Cold Outreach Channels: What Works, What Doesn’t, and Why Context Matters

Where’s the best place to connect with new target operators?

In the last two years at First Bite, we’ve helped manufacturers connect with 100,000+ foodservice decision-makers across multiple channels, so we’ve seen what works and what doesn’t.

Let’s start with the basics. There are several channels where you can connect with new target operators:

  • Email
  • Social media/DMs
  • Phone calls
  • In-person visits
  • Conferences/trade shows (exhibiting or attending)

The right approach for your team will depend on dozens of factors, including your team’s capacity, your tech stack, your target operator, and your growth phase.

Cold email

The success of your cold email efforts really depends on your ability to personalize. A “spray and pray” approach, where you send a form email to everyone under the sun, typically generates response rates of less than 1%.

Targeted messaging can drive that number above 8%. The key is to find the right decision-maker and send them a concise, tailored message that speaks directly to their business needs.

Overall, we believe email deserves a spot in every sales team’s outreach strategy. It’s relatively low cost and allows you to reach target operators at scale. 

Cold social media outreach/DMs

Yes, you can slide into someone’s DMs in a professional context!

Because each social media platform has its own features and norms, we’ll look at Instagram and LinkedIn separately. But the one universal truth about successful cold outreach on social media is that it starts with developing your brand’s presence on the platform. A big following and active page lends you instant credibility.

When operators see an opportunity for free promo on your social page, that’s a plus that can help your pitch stand out.

Instagram

On Instagram, manufacturers can connect directly with someone from the operators’ HQ via DM. 

There are some ground rules for Instagram outreach, and ignoring them can get your account suspended.We don’t recommend using third-party platforms to automate your DM sends. Spammy behavior — like pinging an operator more than twice without a response, or sending more than 20 messages/day — can get you flagged.

LinkedIn

Unlike Instagram, where outreach comes from the branded page, salespeople reach out from their personal pages on LinkedIn.

The gamble with LinkedIn is that it's the most ignored channel — people who are happily employed at an operator might not check their LinkedIn regularly, if at all. Decision-makers at smaller chains tend to spend less time on LinkedIn, versus larger chains with corporate HQ teams. 

While you can pay for features to make LinkedIn outreach a little more scalable — LinkedIn Premium and its InMail feature — we find that it’s possible to achieve strong results without a paid subscription. (In fact, we find InMail is often less successful than a regular old DM.)

Cold phone calls

Who doesn’t screen their calls these days? The low likelihood of timing your call right to get someone on the phone is one hurdle with this outreach method.

Many restaurants are inundated with cold calls — from credit card processes, POS companies, SEO pros, and more. Leaving yet another voicemail is unlikely to get someone’s attention.

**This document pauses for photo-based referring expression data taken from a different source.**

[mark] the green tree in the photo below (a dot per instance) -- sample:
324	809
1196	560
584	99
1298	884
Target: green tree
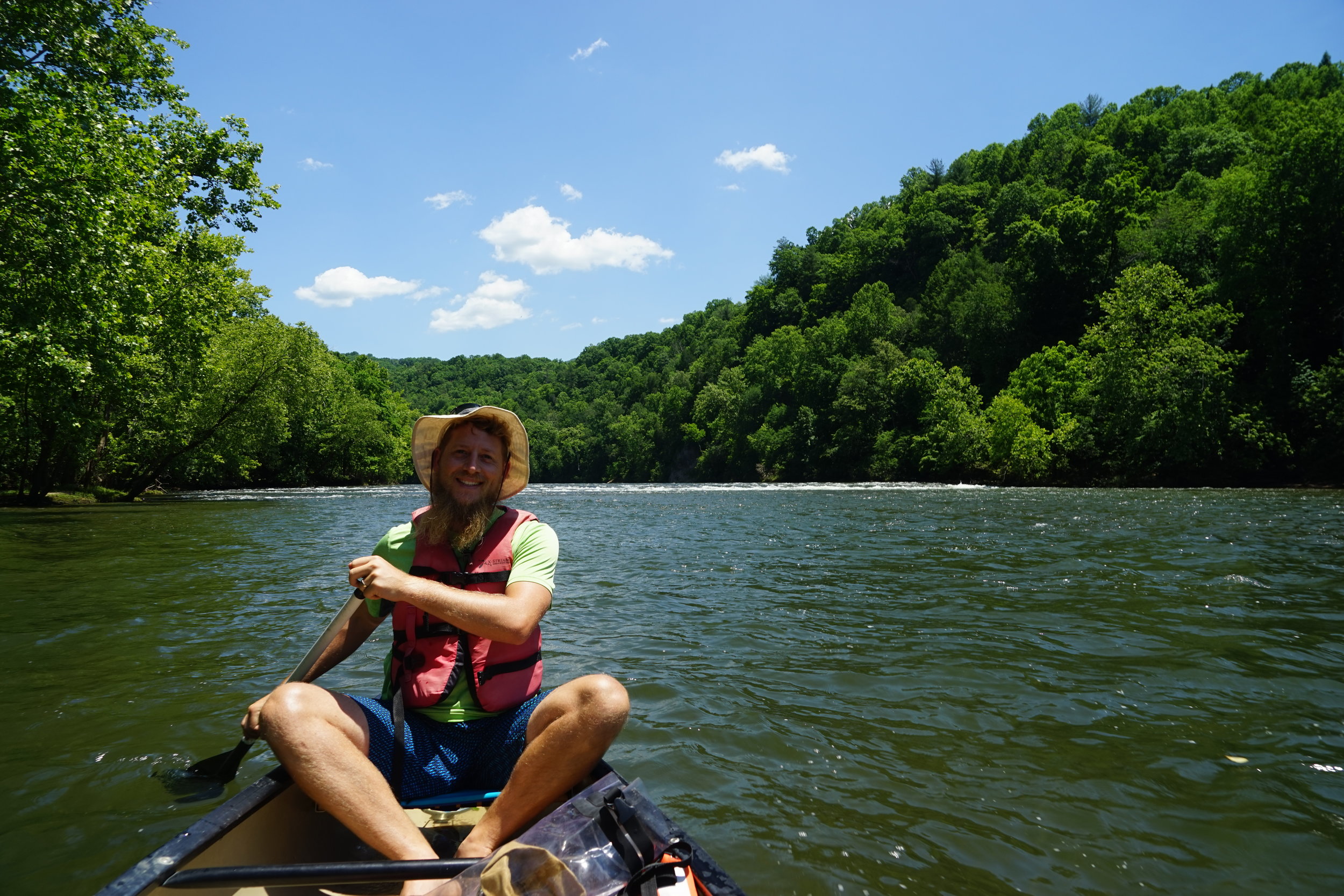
1162	378
112	189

While we don’t believe phone calling is dead, we think this channel is better for reaching leads with whom you’ve already had initial contact elsewhere.

Cold in-person visits

This method of outreach is expensive and far from guaranteed. Your sales team is out of the office and pounding the pavement. And as they hit different operators on their route, there’s a high likelihood the decision-maker will be busy or otherwise unavailable.

We think this is a better warm outreach method — once you’ve had initial contact with a high-value opportunity, it might be worth it to book the plane ticket and grab some actual face time. But for cold interactions, less time-intensive methods are best.

Conferences and trade shows

Trade shows and conferences connect you with hundreds of operators over the course of a few days. But the risk with these live events is in the quality, not quantity, of connection.

Photo courtesy of The Sweets and Snacks Expo.

There’s often a low density of decision-makers and high competition, with hundreds of other manufacturers treading the conference floors with the same aim as you. 

Plus, there’s the matter of expense: exhibiting can be cost-prohibitive for smaller brands. If you’re just starting out, buying a few tickets to attend is your best bet.

Ultimately, we find that large, in-person events are better for building brand awareness and reconnecting with existing prospects, rather than establishing new leads.

***

Ultimately, your best cold outreach channels are the ones you can do with the least headache, lowest cost, and greatest response rate.

We believe that email outreach delivers on all three fronts. As long as you have a strategy for identifying the right target operators (and decision-makers at each), and crafting a concise, compelling first message.